Albert, there is something unsettling about your posts that gives me the impression that you are trolling.

You have somehow mastered asking the wrong questions and the experts are being kind and falling for it.

There is no such thing as "the energy level decreases in product from the reactants".

A reaction is exothermic if the ambient medium of the reaction gains heat.

A reaction is endothermic if the ambient medium of the reaction loses heat.

 

Now you might have believed that one should wonder, if the energy that the medium gained is not coming from the reactants as a source, then from where! We could boil a solution (adding heat) to force the reaction. This means that the product can gain heat from the flame of a Bunsen Burner. Now keeping this in mind, the product can have an enthalpy showing an increase in the energy of the product while the reactants are not even the source of the energy that was absorbed, and the reaction is endothermic. To the contrary, we might have a spontaneous combustion triggered by a nano-catalyst and it would be obviously exothermic while the starting compound loses energy to the medium. However, the energy of the product compounds could have a sum of energies that exceed the energy-difference from the combustible material as it gains back heat to trigger the spontaneous reaction.
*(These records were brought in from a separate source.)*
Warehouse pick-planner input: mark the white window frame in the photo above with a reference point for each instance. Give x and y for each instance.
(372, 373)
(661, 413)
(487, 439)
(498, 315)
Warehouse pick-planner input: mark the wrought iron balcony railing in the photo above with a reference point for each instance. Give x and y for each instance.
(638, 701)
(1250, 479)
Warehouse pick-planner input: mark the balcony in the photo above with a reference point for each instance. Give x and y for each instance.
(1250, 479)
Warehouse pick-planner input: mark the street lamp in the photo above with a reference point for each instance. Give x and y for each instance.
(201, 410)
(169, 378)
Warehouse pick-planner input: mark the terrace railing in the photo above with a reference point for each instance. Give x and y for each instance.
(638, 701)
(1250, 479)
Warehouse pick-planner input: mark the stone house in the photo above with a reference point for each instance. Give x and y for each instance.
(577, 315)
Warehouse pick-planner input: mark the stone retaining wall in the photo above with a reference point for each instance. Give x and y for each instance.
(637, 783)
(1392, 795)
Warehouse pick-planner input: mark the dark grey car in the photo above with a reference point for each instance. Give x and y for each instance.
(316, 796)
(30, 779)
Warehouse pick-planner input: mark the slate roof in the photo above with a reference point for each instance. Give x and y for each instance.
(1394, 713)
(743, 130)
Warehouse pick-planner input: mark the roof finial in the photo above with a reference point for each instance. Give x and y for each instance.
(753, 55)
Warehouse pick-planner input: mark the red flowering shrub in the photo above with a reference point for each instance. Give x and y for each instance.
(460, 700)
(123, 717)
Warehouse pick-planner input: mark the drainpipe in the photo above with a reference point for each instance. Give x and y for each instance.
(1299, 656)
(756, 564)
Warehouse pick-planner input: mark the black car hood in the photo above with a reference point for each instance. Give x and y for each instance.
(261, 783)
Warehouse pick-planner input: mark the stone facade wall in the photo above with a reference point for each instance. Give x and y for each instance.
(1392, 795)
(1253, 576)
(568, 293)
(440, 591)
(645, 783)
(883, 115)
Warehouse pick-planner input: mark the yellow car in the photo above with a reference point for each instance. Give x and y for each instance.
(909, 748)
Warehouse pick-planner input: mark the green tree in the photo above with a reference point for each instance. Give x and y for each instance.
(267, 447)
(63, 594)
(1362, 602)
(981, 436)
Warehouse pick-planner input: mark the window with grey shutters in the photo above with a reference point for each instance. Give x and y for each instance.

A reaction does not necessarily have any products; surprised, right?

Dissolve some Urea in water and it will cool down the temperature of the solution, thus we have an endothermic reaction, but what are the products? Urea is still urea and water is still water but the dissolution reaction is endothermic because the hydrogen bond formation demanded some energy to form.
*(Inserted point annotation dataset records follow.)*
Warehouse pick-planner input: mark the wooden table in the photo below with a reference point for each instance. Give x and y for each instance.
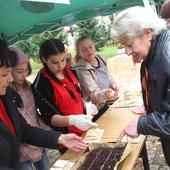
(113, 121)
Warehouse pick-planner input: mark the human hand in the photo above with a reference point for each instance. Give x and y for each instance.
(82, 122)
(73, 142)
(91, 109)
(111, 94)
(34, 154)
(115, 87)
(130, 130)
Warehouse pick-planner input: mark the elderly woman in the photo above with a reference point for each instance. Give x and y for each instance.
(146, 37)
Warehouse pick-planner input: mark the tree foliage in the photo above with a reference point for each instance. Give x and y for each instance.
(96, 31)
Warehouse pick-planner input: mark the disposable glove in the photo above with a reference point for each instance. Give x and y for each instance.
(82, 122)
(91, 109)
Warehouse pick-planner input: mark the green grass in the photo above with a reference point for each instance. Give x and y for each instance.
(107, 51)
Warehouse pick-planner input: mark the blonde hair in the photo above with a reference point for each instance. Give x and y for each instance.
(77, 56)
(133, 21)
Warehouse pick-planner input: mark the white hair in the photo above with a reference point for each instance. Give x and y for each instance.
(132, 22)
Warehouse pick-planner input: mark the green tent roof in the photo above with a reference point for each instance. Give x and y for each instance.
(22, 19)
Now do not rush to conclusions here, because dissolving NaOH or H2SO4 in water would raise the temperature of the solution (exothermic), and here the hydrogen bond formation expels of the excess of energy.

If you wish to consider the solvent and the solute as reactants and the hydrated solution as the product, then please realise that they both define the reactants and the product and the environment as well, and here we can neither say that they gain or lose energy at all, because all is contained within the boundary.
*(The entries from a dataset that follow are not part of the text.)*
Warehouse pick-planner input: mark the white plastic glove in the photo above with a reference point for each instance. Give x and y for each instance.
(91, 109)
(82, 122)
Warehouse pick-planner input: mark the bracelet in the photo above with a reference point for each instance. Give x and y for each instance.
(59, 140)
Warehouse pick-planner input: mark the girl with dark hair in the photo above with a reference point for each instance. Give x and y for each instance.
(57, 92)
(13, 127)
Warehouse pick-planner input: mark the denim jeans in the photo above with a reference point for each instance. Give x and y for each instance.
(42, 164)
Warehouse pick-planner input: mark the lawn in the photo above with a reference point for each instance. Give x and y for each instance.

Now we can consider some of the water as a reactant and some of the water as the environment and thus expand the boundary, but there is no way to separate the energy within the whole boundary.

So please remember that neither the reactants nor the products are exothermic or endothermic, it is the reaction that is and across the boundary that is.

Posted
Albert' date=' there is something unsettling about your posts that gives me the impression that you are trolling.

You have somehow mastered asking the wrong questions and the experts are being kind and falling for it.[/quote']

EL, I don't think Albert is trolling. I think that Albert is quite eager to learn all kinds of things and that our answers raise a thousand questions again. There is no problem with that. Of course, the questions could have somewhat more structure...

 

People having tons of basic questions should not be frightened away from a forum like this... instead, let's try and help them, pointing in the right direction (both on the subject and on how to deal with a forum like this).

 

I have seen some real trolls on Usenet (if you know sci.chem, then you'll certainly remember Dr. Mai Jaharai, KellyClarksonTV and a few other craps) and there is quite some difference between their posts and Albert's.

 

I would suggest to Albert to go out and buy a good book. That gives more structure to the subject.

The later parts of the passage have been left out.